The mounting delays with pipeline projects have led producers to start looking at other solutions. Rail, which has been a huge success in North Dakota, is an obvious alternative to pipelines but Canadian producers have been slow to embrace it given the lack of facilities available to load the large unit trains needed to keep rail shipping costs low enough for large-scale use. Construction problems delayed the start of the first facilities until late 2013 while offloading units near coking refineries in the US Gulf and in California will not be ready in large numbers until mid-2014. The derailment and subsequent explosion of a crude-oil-carrying train in the Quebec town of Lac Mégantic that killed 42 people has further complicated the development of rail shipping for Canadian oil by increasing regulatory scrutiny. This will inevitably increase the cost of shipping crude by rail.
As a result oil sands developers find themselves in a bind. Output continues to grow but market access looks increasingly fraught. The revival of US oil output has further complicated matters by saturating markets for Canadian oil in the Midwest, driving regional oil prices down. Yet the inherent advantages of the oil sands have not gone away.

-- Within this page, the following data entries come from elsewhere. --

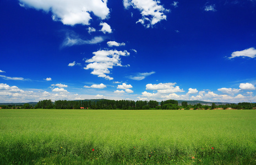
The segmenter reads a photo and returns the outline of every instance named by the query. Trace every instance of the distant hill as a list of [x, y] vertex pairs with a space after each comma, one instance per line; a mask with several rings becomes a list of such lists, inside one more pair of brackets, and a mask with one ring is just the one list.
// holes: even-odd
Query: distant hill
[[[97, 102], [101, 100], [105, 100], [107, 99], [105, 99], [105, 98], [101, 98], [101, 99], [86, 99], [86, 100], [74, 100], [75, 101], [90, 101], [91, 102]], [[186, 101], [186, 100], [177, 100], [178, 103], [179, 105], [181, 105], [181, 103], [183, 101], [186, 101], [188, 102], [188, 105], [194, 105], [198, 103], [200, 103], [201, 105], [211, 105], [211, 104], [214, 102], [215, 103], [216, 105], [226, 105], [226, 104], [231, 104], [233, 103], [229, 103], [229, 102], [206, 102], [206, 101], [200, 101], [200, 100], [193, 100], [193, 101]], [[31, 106], [35, 106], [37, 104], [37, 102], [27, 102], [28, 103], [30, 104]], [[159, 105], [160, 105], [161, 102], [159, 102]], [[0, 106], [2, 105], [5, 105], [5, 106], [8, 106], [8, 105], [15, 105], [15, 106], [17, 105], [23, 105], [24, 104], [26, 103], [25, 102], [23, 102], [23, 103], [0, 103]]]

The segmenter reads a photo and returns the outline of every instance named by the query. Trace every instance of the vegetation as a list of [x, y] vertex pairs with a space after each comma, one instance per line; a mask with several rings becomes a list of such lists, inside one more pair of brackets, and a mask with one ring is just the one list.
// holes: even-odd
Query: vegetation
[[1, 164], [255, 164], [254, 110], [0, 109]]

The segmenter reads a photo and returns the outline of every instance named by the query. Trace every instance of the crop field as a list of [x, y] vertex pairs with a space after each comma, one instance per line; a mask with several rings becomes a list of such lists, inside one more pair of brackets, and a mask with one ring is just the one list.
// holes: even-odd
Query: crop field
[[0, 164], [256, 164], [256, 111], [0, 109]]

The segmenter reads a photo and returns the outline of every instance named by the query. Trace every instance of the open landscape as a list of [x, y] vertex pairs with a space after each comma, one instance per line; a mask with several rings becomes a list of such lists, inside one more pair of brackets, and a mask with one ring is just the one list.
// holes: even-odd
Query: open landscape
[[255, 164], [255, 110], [0, 109], [1, 164]]

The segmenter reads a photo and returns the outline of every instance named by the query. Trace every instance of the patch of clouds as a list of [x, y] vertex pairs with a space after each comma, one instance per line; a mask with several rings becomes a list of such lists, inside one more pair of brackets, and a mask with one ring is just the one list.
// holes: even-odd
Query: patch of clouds
[[90, 86], [86, 86], [86, 85], [84, 86], [84, 87], [86, 87], [86, 88], [104, 89], [107, 86], [106, 86], [106, 85], [103, 84], [102, 83], [101, 83], [100, 84], [93, 84], [91, 85]]
[[56, 87], [52, 90], [53, 92], [64, 92], [64, 93], [69, 93], [68, 92], [67, 90], [64, 89], [64, 88], [58, 88]]
[[123, 2], [126, 9], [132, 6], [140, 12], [142, 18], [136, 23], [140, 23], [146, 28], [152, 27], [162, 20], [166, 20], [165, 13], [170, 11], [160, 4], [160, 1], [123, 0]]
[[126, 43], [118, 43], [116, 41], [108, 41], [107, 42], [107, 45], [109, 47], [113, 47], [113, 46], [125, 46]]
[[62, 87], [68, 87], [67, 85], [62, 84], [52, 84], [52, 85], [51, 85], [51, 86], [58, 86], [58, 87], [61, 87], [61, 88], [62, 88]]
[[137, 75], [134, 76], [130, 76], [129, 77], [129, 78], [134, 80], [141, 80], [144, 79], [146, 77], [150, 76], [154, 73], [155, 73], [155, 72], [151, 72], [150, 73], [139, 73]]
[[43, 80], [46, 80], [46, 81], [52, 81], [52, 78], [47, 78], [46, 79], [44, 79]]
[[114, 92], [114, 93], [115, 94], [123, 94], [123, 93], [125, 93], [124, 91], [123, 90], [116, 90]]
[[238, 89], [222, 87], [221, 89], [218, 89], [218, 91], [221, 91], [224, 94], [233, 95], [235, 94], [238, 93], [239, 92], [241, 91], [241, 90]]
[[3, 75], [0, 75], [0, 77], [3, 78], [3, 79], [4, 80], [26, 80], [26, 79], [23, 78], [11, 78]]
[[178, 6], [178, 3], [179, 3], [178, 2], [176, 2], [176, 1], [173, 1], [173, 2], [172, 3], [172, 5], [175, 7], [175, 8], [177, 8]]
[[254, 85], [250, 83], [241, 83], [239, 87], [243, 90], [255, 90], [255, 87]]
[[102, 28], [101, 28], [100, 31], [102, 31], [104, 34], [106, 34], [107, 32], [112, 33], [111, 28], [106, 23], [101, 23], [100, 25], [102, 26]]
[[118, 85], [117, 86], [117, 89], [127, 89], [129, 88], [132, 88], [133, 86], [130, 84], [126, 84], [126, 83], [123, 83], [122, 85]]
[[[113, 80], [113, 78], [107, 75], [110, 74], [110, 69], [114, 66], [124, 67], [121, 64], [121, 56], [128, 56], [130, 53], [127, 51], [118, 51], [117, 50], [100, 50], [93, 52], [94, 54], [91, 58], [85, 61], [89, 63], [84, 67], [84, 69], [93, 69], [91, 74], [96, 75], [98, 77], [104, 78], [107, 80]], [[127, 67], [129, 65], [126, 65]]]
[[216, 12], [217, 11], [215, 9], [215, 4], [212, 4], [212, 5], [208, 5], [204, 7], [204, 10], [206, 12]]
[[19, 0], [20, 6], [43, 10], [52, 14], [54, 21], [64, 25], [89, 25], [93, 14], [102, 20], [108, 17], [110, 9], [107, 0]]
[[188, 89], [188, 92], [187, 94], [195, 94], [197, 92], [198, 92], [198, 91], [197, 90], [197, 89], [189, 88]]
[[254, 47], [251, 47], [247, 50], [241, 51], [236, 51], [231, 54], [231, 57], [229, 59], [237, 57], [247, 57], [254, 58], [256, 57], [256, 50]]
[[96, 29], [95, 28], [92, 28], [92, 27], [89, 27], [87, 30], [88, 30], [88, 33], [89, 34], [91, 34], [91, 33], [92, 32], [95, 32], [96, 31]]
[[74, 45], [93, 45], [100, 43], [104, 41], [101, 36], [96, 36], [90, 40], [84, 40], [79, 38], [73, 38], [71, 36], [67, 36], [62, 43], [62, 47], [70, 47]]

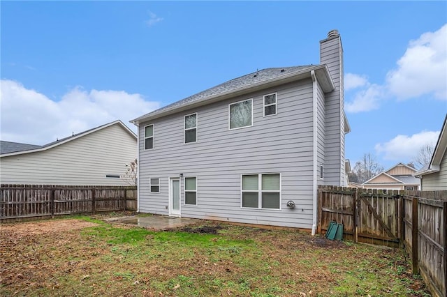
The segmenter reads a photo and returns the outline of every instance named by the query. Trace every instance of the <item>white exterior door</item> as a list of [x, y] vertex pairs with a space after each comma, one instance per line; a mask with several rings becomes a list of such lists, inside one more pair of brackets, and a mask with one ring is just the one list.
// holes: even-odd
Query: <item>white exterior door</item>
[[180, 216], [180, 180], [171, 178], [170, 194], [169, 201], [169, 215]]

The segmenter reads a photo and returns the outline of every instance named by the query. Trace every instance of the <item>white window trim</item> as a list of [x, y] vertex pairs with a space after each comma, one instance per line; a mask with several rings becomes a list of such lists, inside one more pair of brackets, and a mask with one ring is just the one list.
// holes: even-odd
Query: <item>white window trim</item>
[[[266, 174], [279, 174], [279, 190], [263, 190], [263, 175]], [[258, 190], [256, 191], [254, 190], [242, 190], [242, 176], [245, 175], [257, 175], [258, 176]], [[242, 192], [258, 192], [258, 207], [244, 207], [242, 206]], [[262, 202], [263, 202], [263, 196], [262, 193], [264, 192], [270, 192], [270, 193], [277, 193], [279, 192], [279, 208], [262, 208]], [[271, 173], [265, 173], [263, 172], [261, 174], [244, 174], [240, 175], [240, 208], [243, 209], [256, 209], [261, 211], [281, 211], [281, 201], [282, 201], [282, 174], [278, 172], [271, 172]]]
[[[193, 114], [196, 114], [196, 127], [194, 128], [189, 128], [186, 129], [186, 121], [185, 119], [186, 116], [192, 116]], [[194, 112], [193, 114], [186, 114], [183, 117], [183, 144], [196, 144], [198, 141], [198, 116], [197, 115], [197, 112]], [[189, 130], [196, 129], [196, 141], [191, 142], [186, 142], [186, 131]]]
[[[186, 190], [186, 178], [196, 178], [196, 190]], [[198, 205], [198, 197], [197, 197], [197, 176], [185, 176], [184, 178], [184, 187], [183, 187], [183, 194], [184, 196], [184, 205], [191, 206], [196, 206]], [[186, 204], [186, 192], [196, 192], [196, 204]]]
[[[155, 179], [157, 178], [159, 180], [159, 184], [158, 185], [152, 185], [151, 184], [151, 179]], [[151, 188], [152, 185], [158, 185], [159, 186], [159, 190], [158, 192], [156, 191], [152, 191], [152, 188]], [[160, 178], [159, 177], [149, 177], [149, 193], [159, 193], [160, 192]]]
[[[149, 125], [152, 126], [152, 136], [149, 136], [149, 137], [146, 137], [146, 127], [149, 127]], [[146, 125], [144, 128], [143, 128], [143, 130], [142, 130], [142, 136], [144, 138], [144, 142], [143, 142], [143, 147], [145, 148], [145, 151], [149, 151], [151, 149], [154, 149], [154, 146], [155, 146], [155, 142], [154, 142], [154, 135], [155, 135], [155, 129], [154, 127], [154, 124], [149, 124], [149, 125]], [[147, 138], [152, 138], [152, 147], [151, 148], [146, 148], [146, 139]]]
[[[270, 95], [274, 95], [274, 103], [265, 105], [265, 97], [270, 96]], [[274, 114], [265, 114], [265, 107], [275, 105], [276, 108], [274, 109]], [[265, 94], [263, 96], [263, 114], [264, 117], [270, 116], [276, 116], [278, 114], [278, 93], [271, 93], [270, 94]]]
[[[241, 102], [244, 102], [244, 101], [251, 101], [251, 124], [250, 124], [250, 125], [244, 125], [244, 127], [237, 127], [237, 128], [233, 128], [233, 129], [230, 128], [231, 127], [231, 123], [230, 122], [230, 113], [231, 112], [231, 105], [235, 105], [235, 104], [237, 104], [237, 103], [240, 103]], [[249, 98], [249, 99], [244, 99], [240, 101], [237, 101], [237, 102], [231, 102], [230, 104], [228, 104], [228, 130], [237, 130], [237, 129], [244, 129], [244, 128], [249, 128], [249, 127], [253, 127], [253, 98]]]

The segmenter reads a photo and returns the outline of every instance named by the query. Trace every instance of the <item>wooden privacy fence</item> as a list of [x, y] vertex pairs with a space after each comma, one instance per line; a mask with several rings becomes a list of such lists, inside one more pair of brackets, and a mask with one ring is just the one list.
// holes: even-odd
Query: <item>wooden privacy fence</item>
[[321, 233], [331, 221], [357, 242], [404, 247], [413, 273], [435, 296], [447, 296], [447, 191], [318, 188]]
[[136, 210], [136, 187], [1, 185], [0, 220]]

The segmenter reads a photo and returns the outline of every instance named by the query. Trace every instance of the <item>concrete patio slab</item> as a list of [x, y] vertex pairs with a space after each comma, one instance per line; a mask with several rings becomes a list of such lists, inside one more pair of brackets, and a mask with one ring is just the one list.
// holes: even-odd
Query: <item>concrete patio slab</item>
[[200, 220], [187, 218], [169, 217], [154, 215], [147, 217], [122, 217], [105, 220], [108, 222], [136, 225], [151, 230], [167, 230], [185, 227], [200, 222]]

While the US shale boom exceeds past expectations, observers still see it as a source of incremental oil production over the next decade that should then fade away. At around 170bn barrels of recoverable oil, Alberta’s oil sands resources are, on the other hand, vast. Producers face almost no exploration risk or declines in production as fields mature. This gives operators the confidence to ride out periods of low prices, particularly as Alberta’s taxation regime remains largely favourable to producers.